The J6 is SPACECOM’s Director of the Digital Superiority Richard Yu, who is responsible for command, control, communication, and computer systems.
Whiting explained that the idea is to set up a pilot that can provide results “over a reasonable amount of time” and for “a reasonable cost,” although he is “still waiting to get that POAM [plan of action and milestones] back of what that time will be and what it’s going to cost.”
The exact mission area for the pilot is still up for grabs, he added, saying he expects to make an announcement sometime in the coming “weeks or months.”
SPACECOM’s mission areas include: space domain awareness; space electronic warfare; missile warning; command and control; cyber operations; intelligence, surveillance and reconnaissance; position, navigation and timing; and orbital warfare.
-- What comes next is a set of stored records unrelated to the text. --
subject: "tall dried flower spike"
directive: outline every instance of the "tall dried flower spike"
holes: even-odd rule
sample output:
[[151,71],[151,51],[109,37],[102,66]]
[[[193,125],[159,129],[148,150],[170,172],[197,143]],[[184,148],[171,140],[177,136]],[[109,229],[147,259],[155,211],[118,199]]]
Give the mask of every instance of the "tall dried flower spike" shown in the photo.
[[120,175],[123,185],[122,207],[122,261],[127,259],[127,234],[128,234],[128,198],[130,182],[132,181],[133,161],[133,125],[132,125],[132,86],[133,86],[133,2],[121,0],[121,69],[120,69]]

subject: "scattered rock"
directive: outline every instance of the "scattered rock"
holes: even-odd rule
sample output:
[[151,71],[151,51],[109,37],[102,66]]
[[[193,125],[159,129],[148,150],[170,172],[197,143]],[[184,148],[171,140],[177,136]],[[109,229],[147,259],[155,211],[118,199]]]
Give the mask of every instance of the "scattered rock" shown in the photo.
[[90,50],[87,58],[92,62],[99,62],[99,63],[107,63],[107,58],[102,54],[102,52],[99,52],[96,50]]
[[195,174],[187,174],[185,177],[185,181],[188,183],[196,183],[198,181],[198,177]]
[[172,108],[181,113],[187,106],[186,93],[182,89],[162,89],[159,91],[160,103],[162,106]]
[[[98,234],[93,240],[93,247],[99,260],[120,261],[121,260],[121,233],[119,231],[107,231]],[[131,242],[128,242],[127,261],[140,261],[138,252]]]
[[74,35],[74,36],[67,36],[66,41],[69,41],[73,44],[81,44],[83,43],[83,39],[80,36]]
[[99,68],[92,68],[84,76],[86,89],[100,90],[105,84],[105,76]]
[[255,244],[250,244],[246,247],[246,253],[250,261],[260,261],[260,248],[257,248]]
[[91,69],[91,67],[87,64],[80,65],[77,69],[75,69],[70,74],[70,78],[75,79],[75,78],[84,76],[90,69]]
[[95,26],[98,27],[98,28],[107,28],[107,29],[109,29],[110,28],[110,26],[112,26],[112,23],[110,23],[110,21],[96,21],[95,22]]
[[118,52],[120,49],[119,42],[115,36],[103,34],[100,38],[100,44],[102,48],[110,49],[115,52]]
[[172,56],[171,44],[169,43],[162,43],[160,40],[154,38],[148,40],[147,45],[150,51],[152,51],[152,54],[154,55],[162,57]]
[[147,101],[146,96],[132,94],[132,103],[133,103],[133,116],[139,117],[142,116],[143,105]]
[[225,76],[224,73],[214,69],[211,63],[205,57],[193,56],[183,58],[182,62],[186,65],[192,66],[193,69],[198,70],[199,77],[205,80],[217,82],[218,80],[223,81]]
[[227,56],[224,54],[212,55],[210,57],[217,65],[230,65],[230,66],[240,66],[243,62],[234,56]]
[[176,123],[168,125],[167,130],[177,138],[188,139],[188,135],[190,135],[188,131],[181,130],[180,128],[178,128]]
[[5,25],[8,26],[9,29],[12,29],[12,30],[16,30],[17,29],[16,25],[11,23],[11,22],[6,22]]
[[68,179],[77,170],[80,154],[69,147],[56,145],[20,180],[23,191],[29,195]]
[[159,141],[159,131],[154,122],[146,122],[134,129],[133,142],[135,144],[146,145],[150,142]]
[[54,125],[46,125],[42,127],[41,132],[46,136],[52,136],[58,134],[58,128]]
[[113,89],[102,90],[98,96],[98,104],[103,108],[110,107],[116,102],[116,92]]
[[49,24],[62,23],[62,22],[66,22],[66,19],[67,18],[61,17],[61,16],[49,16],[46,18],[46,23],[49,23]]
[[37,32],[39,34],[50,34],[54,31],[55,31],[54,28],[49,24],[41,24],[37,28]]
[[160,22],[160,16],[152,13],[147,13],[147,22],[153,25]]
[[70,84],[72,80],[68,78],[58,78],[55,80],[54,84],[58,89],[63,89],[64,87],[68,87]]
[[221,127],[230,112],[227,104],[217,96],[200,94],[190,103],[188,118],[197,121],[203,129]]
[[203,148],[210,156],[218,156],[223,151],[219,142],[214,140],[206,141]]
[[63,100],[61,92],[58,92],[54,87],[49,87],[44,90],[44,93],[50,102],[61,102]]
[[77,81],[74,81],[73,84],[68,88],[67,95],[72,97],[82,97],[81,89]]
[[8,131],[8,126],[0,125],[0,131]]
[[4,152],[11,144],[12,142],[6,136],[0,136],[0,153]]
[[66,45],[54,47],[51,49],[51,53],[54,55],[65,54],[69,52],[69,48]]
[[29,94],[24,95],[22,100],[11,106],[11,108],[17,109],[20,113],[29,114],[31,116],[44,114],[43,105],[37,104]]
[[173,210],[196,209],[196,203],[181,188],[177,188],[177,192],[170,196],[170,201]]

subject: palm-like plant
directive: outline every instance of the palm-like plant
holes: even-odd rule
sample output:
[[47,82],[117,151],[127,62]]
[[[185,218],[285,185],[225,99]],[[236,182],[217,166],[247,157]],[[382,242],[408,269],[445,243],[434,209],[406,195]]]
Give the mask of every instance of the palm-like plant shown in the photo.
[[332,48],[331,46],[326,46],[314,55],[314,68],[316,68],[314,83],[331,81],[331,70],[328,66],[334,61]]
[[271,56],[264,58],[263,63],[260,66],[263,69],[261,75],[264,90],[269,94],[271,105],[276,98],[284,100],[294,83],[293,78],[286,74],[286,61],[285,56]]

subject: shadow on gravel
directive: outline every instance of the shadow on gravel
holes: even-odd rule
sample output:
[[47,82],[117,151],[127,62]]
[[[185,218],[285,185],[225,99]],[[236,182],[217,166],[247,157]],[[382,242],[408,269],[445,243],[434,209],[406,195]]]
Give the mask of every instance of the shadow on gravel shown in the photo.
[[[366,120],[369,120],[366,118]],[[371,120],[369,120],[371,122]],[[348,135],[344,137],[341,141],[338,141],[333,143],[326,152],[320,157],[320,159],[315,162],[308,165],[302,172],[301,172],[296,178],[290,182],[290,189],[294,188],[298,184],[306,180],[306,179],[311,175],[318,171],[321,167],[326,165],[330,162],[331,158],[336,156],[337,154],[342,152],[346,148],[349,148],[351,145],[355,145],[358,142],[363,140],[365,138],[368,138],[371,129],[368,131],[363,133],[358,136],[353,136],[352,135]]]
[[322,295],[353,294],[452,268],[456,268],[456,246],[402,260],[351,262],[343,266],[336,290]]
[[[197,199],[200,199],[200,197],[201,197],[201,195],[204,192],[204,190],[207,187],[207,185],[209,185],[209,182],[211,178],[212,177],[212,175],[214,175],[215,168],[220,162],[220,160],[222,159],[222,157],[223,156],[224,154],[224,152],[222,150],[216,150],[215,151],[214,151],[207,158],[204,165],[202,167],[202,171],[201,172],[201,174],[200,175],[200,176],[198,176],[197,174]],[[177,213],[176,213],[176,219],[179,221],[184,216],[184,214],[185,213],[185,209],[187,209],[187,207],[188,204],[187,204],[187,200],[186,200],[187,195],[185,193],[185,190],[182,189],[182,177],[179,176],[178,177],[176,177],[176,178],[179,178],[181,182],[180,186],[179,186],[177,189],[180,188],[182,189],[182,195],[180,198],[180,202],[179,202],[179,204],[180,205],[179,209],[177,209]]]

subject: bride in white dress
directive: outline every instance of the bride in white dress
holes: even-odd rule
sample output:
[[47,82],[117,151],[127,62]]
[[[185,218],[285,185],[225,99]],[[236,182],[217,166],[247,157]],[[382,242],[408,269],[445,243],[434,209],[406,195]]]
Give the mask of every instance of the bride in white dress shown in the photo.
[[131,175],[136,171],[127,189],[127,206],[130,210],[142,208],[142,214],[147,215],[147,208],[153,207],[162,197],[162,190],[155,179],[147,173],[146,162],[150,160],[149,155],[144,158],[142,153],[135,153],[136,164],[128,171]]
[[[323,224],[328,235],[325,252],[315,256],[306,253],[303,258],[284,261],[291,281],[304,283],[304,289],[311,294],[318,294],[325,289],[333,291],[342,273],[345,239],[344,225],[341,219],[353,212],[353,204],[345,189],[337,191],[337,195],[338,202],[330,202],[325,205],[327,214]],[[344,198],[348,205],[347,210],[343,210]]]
Whiting stressed that SPACECOM won’t be acquiring new capabilities, or satellites, for the pilot — instead working with data and systems already available.
“We’re not an acquisition organization, but we think this is the kind of value a COCOM can add because we can deliver that within our event horizon of now to three years. And it’s about merging data. It’s not about building a new satellite system, but it’s taking the data we have and using it better,” he said.
Space domain awareness is one of the mission areas that Whiting said currently needs improved command and control capabilities.
“We still, in some ways, use a command and control system for our space domain awareness based on technology from the 1980s-1990s, a system called SPADOC,” he said. “We’ve modernized the hardware; it’s all on modern hardware, but the internal software is still pretty old, and so working with the Space Force and their acquisition arms to deliver an improved command and control capability for us in that mission area would be very helpful.”
SPADOC stands for Space Defense Operations Center. It manages data from the US military’s network of radar and telescopes that detect and track objects on orbit to provide space domain awareness to operators.
New software is needed, Whiting explained, so SPACECOM can begin using machine learning and artificial intelligence tools to sort through the growing tsunami of incoming sensor data.
“You know, today it’s still a manually intensive process to see that a potential threat satellite has maneuvered … and that seems to me to be a mission area tailor made for AI/ML,” he said.
In his wide-ranging online conversation with Mitchell Institute leaders, Whiting also provided new details on why SPACECOM is increasingly interested in what it calls “dynamic space operations” to outrun and/or chase down adversary systems — even including maneuvering across orbital planes, maneuvers that currently are simply too costly due to the large amounts of fuel needed.
“Today, when we operate in space … even though everything in space is moving and it’s dynamic, it’s really positional warfare, because we try to go to energy neutral states. And typically that’s because we only have the fuel we’ve launched with, and so we never want to move. Or if we do, we always ask the question, ‘how much life is this going to take off the back end of the satellite?” he said.
Whiting said that in future SPACECOM wants “to get to a place where we can maneuver in the domain, just like we do in every other domain. You can’t imagine talking about a tank or a ship or an airplane without its capability to maneuver across the battlefield.”
Obviously, he said, the goal isn’t to be able to refuel every single satellite on orbit or every type of constellation for all missions. But for high-value satellites that exist in small numbers, such as many of the Defense Department and Intelligence Community satellites now operating in geosynchronous Earth orbit (GEO), that capability would be ideal for facing some on-orbit threats.
“Maybe you’re being targeted by a red capability. And what if that red capability can refuel, but you can’t? Now, it can persistently chase you until you run out of fuel, and that’s not a state you want to be in. You want to be able to continue your mission,” he said.
Further, Whiting said, SPACECOM wants to be able to “operate beyond the traditional orbits,” which include GEO, medium Earth orbit, low Earth orbit and highly elliptical orbit that crosses over the Earth’s two poles.
“If somebody goes in between those orbits, places we don’t typically operate today, we don’t have a great capacity to get there. So we want a maneuvering capability that allows us to maneuver through multiple orbital regimes. We think that will help limit the opportunity for operational surprise,” he said.